東京オリンピックの開催が決まって、日本中が歓びに沸いている。

 私は過去4回オリンピック開催地決定のニュースに接してきたが、そのどれよりも今回の歓迎の声は大きく深いような気がする。

 前回の東京オリンピック決定の頃は、日米安保条約の改定をめぐり国論が真っ二つに割れていて国を挙げて歓ぶという雰囲気には遠かった。幸い、安保が決着し高度成長が軌道に乗った1964年の開催年にはようやくほぼ挙国的な体制が整ったと記憶している。

 その後、私は長野の冬季オリンピックで招致活動の一翼を担い、開催決定時にはバーミンガムの会場で飛び跳ねて歓んだ。だが、長野はともかく国民的規模での盛り上がりがあったとは言えない。

 今回の決定後、よく行くコンビニでこんなことがあった。

 ふだんは口数の少ない60歳ほどの店員の女性が、「オリンピック、よかったですね」と満面の笑みで話しかけてきた。「何か希望が湧いてきました」と言う。

「これから日本は大きく変わりますよ」と私が言うと、「私もそう思います」と答えた。

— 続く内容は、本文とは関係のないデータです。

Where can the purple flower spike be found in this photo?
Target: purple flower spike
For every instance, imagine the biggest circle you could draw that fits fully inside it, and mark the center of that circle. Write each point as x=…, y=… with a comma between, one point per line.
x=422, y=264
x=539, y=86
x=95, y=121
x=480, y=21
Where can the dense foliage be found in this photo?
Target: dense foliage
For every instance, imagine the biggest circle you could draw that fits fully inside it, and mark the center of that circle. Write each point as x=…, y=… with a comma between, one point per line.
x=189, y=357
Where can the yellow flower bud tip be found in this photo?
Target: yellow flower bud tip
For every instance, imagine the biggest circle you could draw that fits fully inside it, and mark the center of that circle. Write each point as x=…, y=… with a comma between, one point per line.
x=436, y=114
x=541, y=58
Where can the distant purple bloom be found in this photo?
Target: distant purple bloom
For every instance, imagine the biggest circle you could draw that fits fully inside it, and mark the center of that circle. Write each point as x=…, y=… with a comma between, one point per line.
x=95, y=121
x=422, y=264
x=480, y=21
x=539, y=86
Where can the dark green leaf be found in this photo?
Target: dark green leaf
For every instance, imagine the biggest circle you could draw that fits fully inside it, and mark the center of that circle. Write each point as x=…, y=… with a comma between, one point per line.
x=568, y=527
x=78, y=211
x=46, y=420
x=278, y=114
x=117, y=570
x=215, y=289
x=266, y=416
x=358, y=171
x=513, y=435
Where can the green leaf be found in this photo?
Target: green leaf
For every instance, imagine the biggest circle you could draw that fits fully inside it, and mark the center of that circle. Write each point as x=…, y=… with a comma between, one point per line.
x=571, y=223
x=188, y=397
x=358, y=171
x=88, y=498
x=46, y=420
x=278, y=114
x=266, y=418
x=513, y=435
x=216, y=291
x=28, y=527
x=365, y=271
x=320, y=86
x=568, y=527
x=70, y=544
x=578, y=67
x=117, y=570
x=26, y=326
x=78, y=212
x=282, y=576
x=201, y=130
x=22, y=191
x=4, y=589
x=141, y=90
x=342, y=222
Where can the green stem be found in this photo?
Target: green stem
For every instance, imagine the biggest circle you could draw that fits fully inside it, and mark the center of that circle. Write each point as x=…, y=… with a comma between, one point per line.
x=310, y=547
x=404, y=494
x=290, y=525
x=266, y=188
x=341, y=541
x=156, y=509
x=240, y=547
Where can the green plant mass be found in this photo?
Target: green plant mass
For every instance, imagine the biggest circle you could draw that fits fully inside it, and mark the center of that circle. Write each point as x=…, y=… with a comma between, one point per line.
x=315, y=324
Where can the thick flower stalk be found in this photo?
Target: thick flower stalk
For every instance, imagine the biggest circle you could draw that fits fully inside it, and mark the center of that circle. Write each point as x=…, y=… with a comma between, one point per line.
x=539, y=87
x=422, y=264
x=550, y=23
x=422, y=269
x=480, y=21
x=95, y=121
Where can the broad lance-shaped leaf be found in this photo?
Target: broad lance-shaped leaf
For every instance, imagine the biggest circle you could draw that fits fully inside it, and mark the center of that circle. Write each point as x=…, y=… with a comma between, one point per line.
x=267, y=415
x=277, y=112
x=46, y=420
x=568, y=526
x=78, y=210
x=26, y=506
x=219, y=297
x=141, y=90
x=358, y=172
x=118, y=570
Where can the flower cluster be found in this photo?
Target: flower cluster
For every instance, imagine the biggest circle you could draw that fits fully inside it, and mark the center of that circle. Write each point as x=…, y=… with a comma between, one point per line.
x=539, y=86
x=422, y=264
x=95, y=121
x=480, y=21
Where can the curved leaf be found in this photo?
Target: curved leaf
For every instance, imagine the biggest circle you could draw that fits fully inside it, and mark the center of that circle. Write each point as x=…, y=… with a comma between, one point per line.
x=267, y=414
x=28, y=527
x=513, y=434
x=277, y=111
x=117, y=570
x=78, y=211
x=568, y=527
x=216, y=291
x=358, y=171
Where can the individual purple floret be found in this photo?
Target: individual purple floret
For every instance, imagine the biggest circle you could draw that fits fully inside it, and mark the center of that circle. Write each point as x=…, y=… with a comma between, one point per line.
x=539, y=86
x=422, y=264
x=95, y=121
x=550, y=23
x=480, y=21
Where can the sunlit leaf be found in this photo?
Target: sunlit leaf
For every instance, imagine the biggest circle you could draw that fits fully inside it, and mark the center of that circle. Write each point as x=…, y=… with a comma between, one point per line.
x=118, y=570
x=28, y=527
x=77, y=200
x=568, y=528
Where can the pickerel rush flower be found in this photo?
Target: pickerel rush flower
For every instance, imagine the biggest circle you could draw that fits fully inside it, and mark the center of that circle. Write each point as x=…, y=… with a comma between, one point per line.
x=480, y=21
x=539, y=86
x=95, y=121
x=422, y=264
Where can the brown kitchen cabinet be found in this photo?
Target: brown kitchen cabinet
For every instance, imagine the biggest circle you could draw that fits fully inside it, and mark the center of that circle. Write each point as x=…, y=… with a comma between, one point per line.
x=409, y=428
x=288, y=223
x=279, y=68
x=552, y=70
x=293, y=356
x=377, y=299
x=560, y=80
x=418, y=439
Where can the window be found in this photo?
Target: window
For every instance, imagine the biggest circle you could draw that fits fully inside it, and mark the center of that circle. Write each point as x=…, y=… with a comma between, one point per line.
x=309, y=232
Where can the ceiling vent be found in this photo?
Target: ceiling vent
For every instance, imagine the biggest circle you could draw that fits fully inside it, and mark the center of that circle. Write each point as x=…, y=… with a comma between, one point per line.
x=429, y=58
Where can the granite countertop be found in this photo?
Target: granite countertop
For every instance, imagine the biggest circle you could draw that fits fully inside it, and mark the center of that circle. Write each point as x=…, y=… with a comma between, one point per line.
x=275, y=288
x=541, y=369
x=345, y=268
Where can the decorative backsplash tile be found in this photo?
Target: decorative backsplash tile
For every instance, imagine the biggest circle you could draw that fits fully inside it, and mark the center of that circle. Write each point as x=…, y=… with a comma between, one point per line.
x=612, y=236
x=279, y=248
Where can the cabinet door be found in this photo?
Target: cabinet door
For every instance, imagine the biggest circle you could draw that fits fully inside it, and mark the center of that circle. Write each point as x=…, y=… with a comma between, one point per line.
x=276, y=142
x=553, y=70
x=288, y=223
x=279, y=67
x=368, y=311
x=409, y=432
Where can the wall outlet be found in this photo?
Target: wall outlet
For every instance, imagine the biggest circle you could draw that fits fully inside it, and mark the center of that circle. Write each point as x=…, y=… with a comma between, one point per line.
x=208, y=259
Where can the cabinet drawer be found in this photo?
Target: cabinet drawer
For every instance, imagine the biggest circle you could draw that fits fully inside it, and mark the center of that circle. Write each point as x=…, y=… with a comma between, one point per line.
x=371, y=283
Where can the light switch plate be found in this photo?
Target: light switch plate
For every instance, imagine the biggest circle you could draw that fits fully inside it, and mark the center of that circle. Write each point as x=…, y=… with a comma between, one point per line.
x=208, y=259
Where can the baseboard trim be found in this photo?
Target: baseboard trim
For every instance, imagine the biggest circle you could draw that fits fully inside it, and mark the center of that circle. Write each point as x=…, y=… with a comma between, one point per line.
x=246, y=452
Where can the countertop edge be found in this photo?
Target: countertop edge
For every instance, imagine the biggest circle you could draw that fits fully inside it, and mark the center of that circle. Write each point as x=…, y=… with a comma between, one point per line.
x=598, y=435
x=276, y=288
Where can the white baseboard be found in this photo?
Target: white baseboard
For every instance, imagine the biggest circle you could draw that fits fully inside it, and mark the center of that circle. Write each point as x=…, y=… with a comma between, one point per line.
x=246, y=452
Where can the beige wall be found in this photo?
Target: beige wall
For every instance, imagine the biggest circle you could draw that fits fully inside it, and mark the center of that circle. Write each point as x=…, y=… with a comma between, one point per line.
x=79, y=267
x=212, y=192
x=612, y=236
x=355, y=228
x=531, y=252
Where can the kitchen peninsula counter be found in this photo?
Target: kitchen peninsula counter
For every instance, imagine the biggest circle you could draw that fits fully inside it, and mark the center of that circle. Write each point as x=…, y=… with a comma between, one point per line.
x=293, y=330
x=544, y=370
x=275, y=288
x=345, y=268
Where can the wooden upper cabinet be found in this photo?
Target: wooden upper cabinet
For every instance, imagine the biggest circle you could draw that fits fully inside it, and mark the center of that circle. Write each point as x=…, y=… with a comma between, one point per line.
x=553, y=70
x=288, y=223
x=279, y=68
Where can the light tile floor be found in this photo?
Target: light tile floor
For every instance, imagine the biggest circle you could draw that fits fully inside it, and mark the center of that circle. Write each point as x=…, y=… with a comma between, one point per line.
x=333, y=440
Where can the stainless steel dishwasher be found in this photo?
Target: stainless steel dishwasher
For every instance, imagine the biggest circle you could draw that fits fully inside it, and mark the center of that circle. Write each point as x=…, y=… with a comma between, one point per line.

さらに私が「良いほうに変わるんですよ」と言うと即座に「私もそう思います」と一段と真剣に答えた。

 この人は言わば平均的な人。私は大半の日本人が私と同じ気持ち、同じ理由で開催決定を歓迎したのだと確信した。

4年前とは大きく異なる
東京圧勝の2つの要因

 東京圧勝の要因は数多くあるだろう。それらが一体となり、その相乗効果で今回の結果をもたらした。

 しかし、それでも最大の勝因はある。言うまでもなく、それは日に日に高まってきた国民世論の格別の熱意である。